Given the fact that modern farming practices require deeper tillage to achieve maximum yields, Mel had to contend with a whole new crop of rocks that was brought to the surface when he started to work the soil at twice the depth as earlier farmers had.

About 10 years ago, with the help of his friend Perry Gilmour, Mel began to scour the market in search of the best equipment that he could find to pick the rocks from his fields. Often, while meeting over a cup of coffee in the office of Mel’s home building company in Vancouver, Washington, the two men flipped through the ads in the Capitol Press, a weekly West Coast agriculture-related newspaper.

They also shared in a steady diet of going to farm equipment auctions together. The end result was that Mel bought and tried products manufactured by Haybuster, Rock-O-Matic and Harley. Though he did make some progress in removing rocks from his fields, he continued his search to find a machine that could handle the job more efficiently.

the story behind ...

... begins with a stoney field.

"I would have bought this machine
 if I could have, but I couldn't find
 anything like it ... so I built it."

-Mel Aho, Creator of the RP1000


A New Frontier

Mel and Perry eventually gave up the search, and decided to see if they could come up with a better rock picker of their own. The goal was clear: create a machine that could effectively pick rock from hundreds of acres of land.

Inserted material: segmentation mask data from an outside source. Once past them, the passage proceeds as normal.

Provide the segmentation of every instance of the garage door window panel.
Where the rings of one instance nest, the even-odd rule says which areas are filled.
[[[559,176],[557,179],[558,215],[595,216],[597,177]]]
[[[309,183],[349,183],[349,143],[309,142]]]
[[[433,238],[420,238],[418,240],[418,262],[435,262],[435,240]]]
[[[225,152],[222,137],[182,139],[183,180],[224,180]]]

Perry worked out the overall design in his head. Experience had shown that this machine would have to pick a reasonably wide swath during each pass. It would have to clean the rock as it was being picked. And, it would have to unload the accumulated rock as efficiently as possible.

The first step was to identify a platform for the rock picker. Mel and Perry wanted to build a self-propelled machine with a front-facing orientation, so they started their search by looking at 4-wheel drive combines.